Much is made of the Flyte's Catholicism (it is at this point that the brilliant Lady Marchmain of Emma Thompson makes her entrance into the film) and of Ryder's Atheism and unfortunately Jarrold decides to develop this theme of the duality of religion (a religion that both nourishes your soul and life while at the same time a religion that also inflicts inhuman restrictions: or so says Waugh) into the last ¼ of the film which turns the film into a diatribe against religion instead of a concurrent theme throughout the film. The last scenes of the film therefore feel as if they were spliced on from another film.
There is no doubt that "Brideshead Revisited" is beautiful to behold and the performances are first-rate especially Ben Whishaw as the alcoholic, doomed Sebastian. But in the final analysis, it fails to deliver the goods: the raw though reserved, the gloomy though blindingly white aura of Waugh's novel.
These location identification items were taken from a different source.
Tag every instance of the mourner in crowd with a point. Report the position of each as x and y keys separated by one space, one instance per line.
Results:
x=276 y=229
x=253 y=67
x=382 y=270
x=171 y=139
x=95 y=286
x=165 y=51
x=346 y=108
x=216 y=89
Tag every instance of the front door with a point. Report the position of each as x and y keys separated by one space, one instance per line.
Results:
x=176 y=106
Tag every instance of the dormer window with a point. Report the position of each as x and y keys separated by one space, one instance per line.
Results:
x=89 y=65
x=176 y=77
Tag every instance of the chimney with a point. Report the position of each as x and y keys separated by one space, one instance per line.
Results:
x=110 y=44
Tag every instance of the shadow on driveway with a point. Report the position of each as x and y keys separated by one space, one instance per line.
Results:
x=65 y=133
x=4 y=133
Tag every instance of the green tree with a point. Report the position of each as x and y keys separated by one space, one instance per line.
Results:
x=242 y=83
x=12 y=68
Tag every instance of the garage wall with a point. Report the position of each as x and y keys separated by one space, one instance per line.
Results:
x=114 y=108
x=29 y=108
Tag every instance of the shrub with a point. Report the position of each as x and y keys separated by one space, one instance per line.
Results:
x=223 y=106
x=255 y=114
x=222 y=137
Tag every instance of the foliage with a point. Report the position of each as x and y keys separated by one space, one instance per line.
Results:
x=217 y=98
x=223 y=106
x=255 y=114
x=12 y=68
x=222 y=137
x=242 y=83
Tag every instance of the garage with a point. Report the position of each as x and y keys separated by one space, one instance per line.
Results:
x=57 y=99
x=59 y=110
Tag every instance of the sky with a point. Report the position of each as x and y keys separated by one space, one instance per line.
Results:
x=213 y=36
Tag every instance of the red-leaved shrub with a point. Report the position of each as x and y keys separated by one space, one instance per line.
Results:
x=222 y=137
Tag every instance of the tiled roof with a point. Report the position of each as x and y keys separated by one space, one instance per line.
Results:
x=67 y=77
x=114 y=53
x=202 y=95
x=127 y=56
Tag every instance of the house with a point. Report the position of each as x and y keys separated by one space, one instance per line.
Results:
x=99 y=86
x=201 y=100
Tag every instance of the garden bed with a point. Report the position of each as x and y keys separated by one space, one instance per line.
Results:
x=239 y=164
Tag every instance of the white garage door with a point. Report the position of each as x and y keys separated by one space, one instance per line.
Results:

Rushed, painful adaptation
It is difficult to know who would prefer this film to the novel or TV series. There is a limit to how far Emma Thompson can go to save something and she doesn't save this. The value of this piece of work however is to show just how good the original television adaptation was. It was subtle, faithful and hugely enjoyable. It was also lavish and the product of a time when TV production companies had a lot more money to spend. My recommendation is that you get a copy of the original show - and read the book.
Dreadful
Caught this on a long plane trip to Australia - and it doesn't even belong as an airplane movie. It's dreadful. I was prepared that it could never match the beautifully produced Granada TV series from the early 80s, but never expected anything as facile as this. The only half decent thing is the narration which the director has tried to keep as close to a Jeremy Irons soundalike as possible. Ben Wishaw's Sebastian is portrayed as some flimsy, wimpish 'nothing'; there is none of the anger and conflict that comes at you through the book. Nothing of the subtlety of the TV series survives. I wasted 90 minutes of my life watching this in the vain hope that it might get better or that I might fall asleep. Even Emma Thompson can't save this from sinking further.
Forget this and go for the Granada original.